California: New bill could prevent by-products going to feed

By Jane Byrne contact

- Last updated on GMT

Cattle herd grazing on a pasture on the hills of kern county, Bakersfield, Califonia USA © GettyImages/ Eisenlohr
Cattle herd grazing on a pasture on the hills of kern county, Bakersfield, Califonia USA © GettyImages/ Eisenlohr

Related tags: California, GHG emissions, global warming, by-products

A change to a California law on food waste could have devastating impacts on the state’s livestock industry, says a UC Davis professor.

Frank Mitleohner, a professor and air quality specialist in cooperative extension in the Department of Animal Science at the University of California, Davis (UC Davis), published a Twitter thread on July 25 on Assembly Bill 2959, now in the California Senate. 

Cattle operations are an important part of the California agricultural economy, ranking fifth in revenue among agricultural commodities (NASS).

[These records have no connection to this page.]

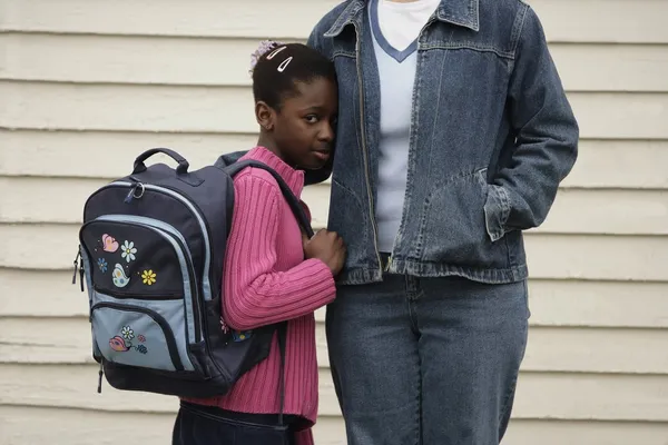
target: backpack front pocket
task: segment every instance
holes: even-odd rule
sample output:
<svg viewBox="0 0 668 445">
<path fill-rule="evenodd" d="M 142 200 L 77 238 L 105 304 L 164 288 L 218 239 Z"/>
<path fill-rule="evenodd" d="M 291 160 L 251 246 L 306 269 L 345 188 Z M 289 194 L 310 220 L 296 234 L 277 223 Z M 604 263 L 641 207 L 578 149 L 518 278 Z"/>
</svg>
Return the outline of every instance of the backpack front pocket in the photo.
<svg viewBox="0 0 668 445">
<path fill-rule="evenodd" d="M 90 320 L 97 347 L 106 360 L 151 369 L 185 370 L 181 359 L 184 355 L 187 359 L 185 345 L 178 345 L 170 324 L 155 310 L 98 303 L 91 309 Z"/>
<path fill-rule="evenodd" d="M 89 289 L 91 305 L 100 303 L 96 298 L 100 294 L 116 300 L 179 300 L 186 342 L 195 345 L 202 340 L 202 308 L 191 254 L 173 226 L 151 218 L 105 215 L 86 224 L 79 237 L 94 285 Z"/>
</svg>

“Animal agriculture is often attacked by those who believe it is a major contributor to global warming, and it is not. But that is not going to be my focus today. Instead I want to focus on how this bill would take away an opportunity for California dairy farmers and beef producers to fight climate change,”​ he wrote.

Mitleohner outlined how California has a law, SB 1383, ​stating methane emissions in landfills and from livestock must be reduced, in fact it mandates a 40% reduction of methane below 2013 levels by 2030, and another law stating local governments are responsible for managing solid organic waste unless the waste is byproduct from food and beverage manufacturing.  

However, AB 2959 would allow local governments in California take control of byproducts from restaurants, grocery stores and other retail businesses, he said. Currently, many of these businesses sell their byproducts to haulers who then sell the material to farmers for feed use, reported the US Davis ag specialist.  

As to why the bill was brought forward, he told FeedNavigator: "Waste haulers have monopoly franchise contracts and they have expanded them due to state goals to divert more waste from landfills.  Because of the contracts, they are enforcing their rights to pick up all the waste material."

“The bill could greatly disrupt the role dairy farmers and beef producers play in keeping solid organic waste from heading into landfills, thus preventing the waste from contributing to more methane emissions in landfills.

“According to the EPA, landfills are the 3rd largest source of human-related methane emissions, accounting for about 15% of all US methane emissions in 2018. 

One California based deli owner​ said AB 2959 is “a bad one-size-fits-all approach to disposing organic waste.”

“In California, about 18% of materials that go into landfills is wasted food. In the US, about 30-40% of the food supply is wasted. Let those numbers sink in. It’s truly unacceptable

“Farmers and producers use byproducts inedible by humans to feed livestock. In fact, 86% of global livestock feed is not human edible. This material can come from many different sources including restaurants, grocery stores and retail businesses.  So byproducts that would otherwise sit at a landfill and emit GHGs, are instead used to produce nutritious protein that can be eaten by humans. This is called upcycling and it plays a significant role in meeting SB 1383 goals,” ​said Mitleohner.

If the proposed AB 2959 passes, the bill would potentially set back the contributions made by dairy farmers and beef producers in California in reducing methane emissions, he argues.

“We can’t throw blame at our farmers and producers for impacting warming, then take away an opportunity for them to do their part.”